As you know, instead of writing, I felt like chopping more wood and just hanging out with you. I'm tired of this creating stuff for ether.  There's a bazillion people with a bazillion ideas.  Good ideas.  Call me negative, which you never have or will, after the "Johnny Cash marathon"  I figured, well if they wanted to hear something good and creative, why not just listen to the entire album "The Rambler" - not to mention the greats like Shakespeare - talk about soliloquy!

But I'm getting off track and losing that wonderful sensation of juxtaposed-mingling ideas you get after waking from a wonderful sleep.  I do need serotonin, don't I?  Works, right?

So anyhow, listen, I took this log and tried to check it into a library.  Can you believe that?!  It made complete sense to me.  As far as I can tell between surfing down a huge wave, climbing rickety stairs only to find a low rider at the top,  to finding a secret entrance to a crowded pub that sold ice cream, to pulling my hair out over Kaley's messy room - between all that I attempted to donate this log to the library and then check it right back out.

This flipped over and I had this painting I had done.  It was in pieces.  The pieces were still wet and I kept dropping and smudging them - like dream sequences.  Obviously it represented the painting I made for Richard.  Like I said, when I put the pieces of the painting together, it may represent his heart becoming fixed or maybe, at least, that I kept it apart because it was a puzzle I can't solve.  I hope it goes to St. Lukes.

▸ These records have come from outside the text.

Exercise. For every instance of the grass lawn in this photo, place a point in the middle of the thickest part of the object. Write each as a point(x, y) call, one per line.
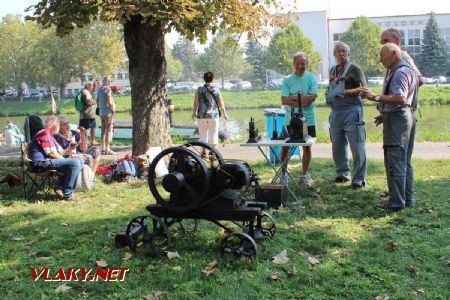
point(332, 223)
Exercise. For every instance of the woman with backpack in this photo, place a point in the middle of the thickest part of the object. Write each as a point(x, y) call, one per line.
point(208, 107)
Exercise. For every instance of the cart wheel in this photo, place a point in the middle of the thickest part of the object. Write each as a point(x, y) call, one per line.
point(199, 147)
point(137, 232)
point(239, 244)
point(265, 226)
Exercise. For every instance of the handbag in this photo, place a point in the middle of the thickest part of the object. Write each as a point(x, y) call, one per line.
point(215, 100)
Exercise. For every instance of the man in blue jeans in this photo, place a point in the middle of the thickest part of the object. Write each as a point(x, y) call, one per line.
point(304, 82)
point(47, 154)
point(397, 104)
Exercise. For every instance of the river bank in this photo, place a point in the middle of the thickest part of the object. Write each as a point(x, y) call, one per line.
point(424, 150)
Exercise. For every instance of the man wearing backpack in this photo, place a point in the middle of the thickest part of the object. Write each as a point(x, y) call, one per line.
point(106, 112)
point(87, 113)
point(208, 107)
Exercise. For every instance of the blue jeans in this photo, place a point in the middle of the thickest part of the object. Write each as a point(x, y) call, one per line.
point(70, 168)
point(347, 127)
point(399, 129)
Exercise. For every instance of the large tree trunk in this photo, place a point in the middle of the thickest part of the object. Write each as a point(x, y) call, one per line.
point(144, 44)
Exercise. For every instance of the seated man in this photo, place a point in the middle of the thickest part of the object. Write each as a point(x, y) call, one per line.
point(47, 154)
point(66, 136)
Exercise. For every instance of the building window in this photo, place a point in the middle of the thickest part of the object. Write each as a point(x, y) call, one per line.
point(446, 36)
point(403, 41)
point(414, 43)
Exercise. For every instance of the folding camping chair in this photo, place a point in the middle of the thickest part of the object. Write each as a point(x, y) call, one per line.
point(35, 182)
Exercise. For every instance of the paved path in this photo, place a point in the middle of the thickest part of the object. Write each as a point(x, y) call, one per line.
point(425, 150)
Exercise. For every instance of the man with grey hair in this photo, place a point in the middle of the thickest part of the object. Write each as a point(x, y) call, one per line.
point(46, 154)
point(107, 110)
point(393, 35)
point(300, 81)
point(399, 126)
point(347, 126)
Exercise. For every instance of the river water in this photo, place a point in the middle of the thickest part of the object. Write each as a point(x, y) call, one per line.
point(435, 120)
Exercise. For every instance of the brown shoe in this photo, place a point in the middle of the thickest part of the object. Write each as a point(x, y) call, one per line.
point(59, 193)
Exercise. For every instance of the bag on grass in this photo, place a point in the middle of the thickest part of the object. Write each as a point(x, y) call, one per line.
point(124, 171)
point(85, 181)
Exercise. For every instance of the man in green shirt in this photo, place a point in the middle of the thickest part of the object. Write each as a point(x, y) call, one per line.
point(301, 81)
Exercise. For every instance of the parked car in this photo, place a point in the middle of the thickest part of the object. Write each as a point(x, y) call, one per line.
point(184, 87)
point(241, 85)
point(246, 85)
point(438, 79)
point(274, 84)
point(323, 83)
point(228, 86)
point(373, 81)
point(427, 80)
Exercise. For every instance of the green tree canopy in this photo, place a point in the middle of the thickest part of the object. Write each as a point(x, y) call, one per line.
point(224, 57)
point(184, 51)
point(433, 60)
point(145, 23)
point(363, 37)
point(17, 40)
point(284, 44)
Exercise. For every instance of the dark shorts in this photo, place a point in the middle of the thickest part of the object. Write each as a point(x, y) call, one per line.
point(311, 131)
point(88, 123)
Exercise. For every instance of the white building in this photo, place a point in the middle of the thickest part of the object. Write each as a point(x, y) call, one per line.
point(324, 32)
point(119, 77)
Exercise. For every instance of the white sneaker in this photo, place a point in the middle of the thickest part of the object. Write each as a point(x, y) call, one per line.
point(305, 180)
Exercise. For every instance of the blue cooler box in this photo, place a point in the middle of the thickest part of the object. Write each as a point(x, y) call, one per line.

Why would I check a log into a library and then check it out?  Oh yes!  The reason was that the log was going to tell a story.  It made complete sense.  Why did I chop wood all day yesterday alongside a Johnny Cash marathon?

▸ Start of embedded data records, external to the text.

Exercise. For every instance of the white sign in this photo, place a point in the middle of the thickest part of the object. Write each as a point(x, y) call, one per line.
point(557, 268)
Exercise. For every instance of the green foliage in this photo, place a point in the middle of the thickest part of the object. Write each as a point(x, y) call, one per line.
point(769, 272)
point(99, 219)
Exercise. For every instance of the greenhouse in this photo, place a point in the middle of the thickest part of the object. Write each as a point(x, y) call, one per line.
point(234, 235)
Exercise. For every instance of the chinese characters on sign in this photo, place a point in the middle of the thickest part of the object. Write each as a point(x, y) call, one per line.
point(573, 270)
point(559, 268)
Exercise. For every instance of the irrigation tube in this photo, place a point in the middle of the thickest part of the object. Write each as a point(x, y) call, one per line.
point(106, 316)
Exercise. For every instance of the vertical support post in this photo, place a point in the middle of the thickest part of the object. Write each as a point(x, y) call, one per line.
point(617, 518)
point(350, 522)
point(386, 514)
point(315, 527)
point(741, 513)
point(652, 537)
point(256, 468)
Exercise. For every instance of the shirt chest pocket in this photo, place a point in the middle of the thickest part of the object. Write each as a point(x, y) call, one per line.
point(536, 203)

I'm replacing Beer with Big Red!  Dopamine for Serotonin!  This is why I woke up at 9:57 and am having to feverishly tell this to you. And when Johnny Cash sang about the girl he loved, it was you!  And I remembered that no matter how stupid I've ever been, you've always been June Carter.  And all you can say to my stupid ramblings, paintings, writings, posts and logs is the best.  You say gleefully, "That's wonderful.  You oughtta enter that into a contest.  Make a story out of it".

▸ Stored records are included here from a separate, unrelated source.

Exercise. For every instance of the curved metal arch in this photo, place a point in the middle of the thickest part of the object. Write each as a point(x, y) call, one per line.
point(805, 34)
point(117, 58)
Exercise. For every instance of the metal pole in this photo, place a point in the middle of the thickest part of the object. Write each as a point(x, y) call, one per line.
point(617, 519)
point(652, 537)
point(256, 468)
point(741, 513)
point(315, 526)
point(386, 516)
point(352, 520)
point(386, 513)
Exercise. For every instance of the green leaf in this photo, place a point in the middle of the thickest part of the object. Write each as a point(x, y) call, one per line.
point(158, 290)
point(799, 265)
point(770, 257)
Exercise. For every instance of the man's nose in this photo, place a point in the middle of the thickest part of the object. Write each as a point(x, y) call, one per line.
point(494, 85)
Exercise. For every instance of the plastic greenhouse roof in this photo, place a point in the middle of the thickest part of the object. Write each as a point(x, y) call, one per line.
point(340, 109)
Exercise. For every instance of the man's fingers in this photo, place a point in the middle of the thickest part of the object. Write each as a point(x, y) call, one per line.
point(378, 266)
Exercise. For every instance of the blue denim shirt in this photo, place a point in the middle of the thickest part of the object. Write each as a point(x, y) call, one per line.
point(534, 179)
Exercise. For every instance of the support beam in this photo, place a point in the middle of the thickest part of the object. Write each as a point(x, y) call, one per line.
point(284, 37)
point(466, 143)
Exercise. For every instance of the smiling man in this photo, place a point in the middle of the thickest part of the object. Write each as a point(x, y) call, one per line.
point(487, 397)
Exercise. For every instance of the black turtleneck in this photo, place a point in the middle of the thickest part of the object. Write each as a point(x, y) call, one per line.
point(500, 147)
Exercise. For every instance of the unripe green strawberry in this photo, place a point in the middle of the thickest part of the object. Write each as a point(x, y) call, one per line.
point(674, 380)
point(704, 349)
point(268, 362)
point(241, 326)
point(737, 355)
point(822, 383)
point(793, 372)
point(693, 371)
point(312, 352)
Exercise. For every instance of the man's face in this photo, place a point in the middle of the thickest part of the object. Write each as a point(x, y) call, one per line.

In your mind, you think I can make a log into a book.  Doesn't matter what I do, you love me and that is why I thought I'd write this.  And you know just as well as I do that I wrote this to win, but somehow in the flurry realize what's important.  That's why I'd rather just cut logs and hang out here and not worry so much about creating and expressing because these people are far away.  You are right here.  So this is for you, baby.  I love you.

1 comment:

Kim said...

This is the best gift you ever gave me.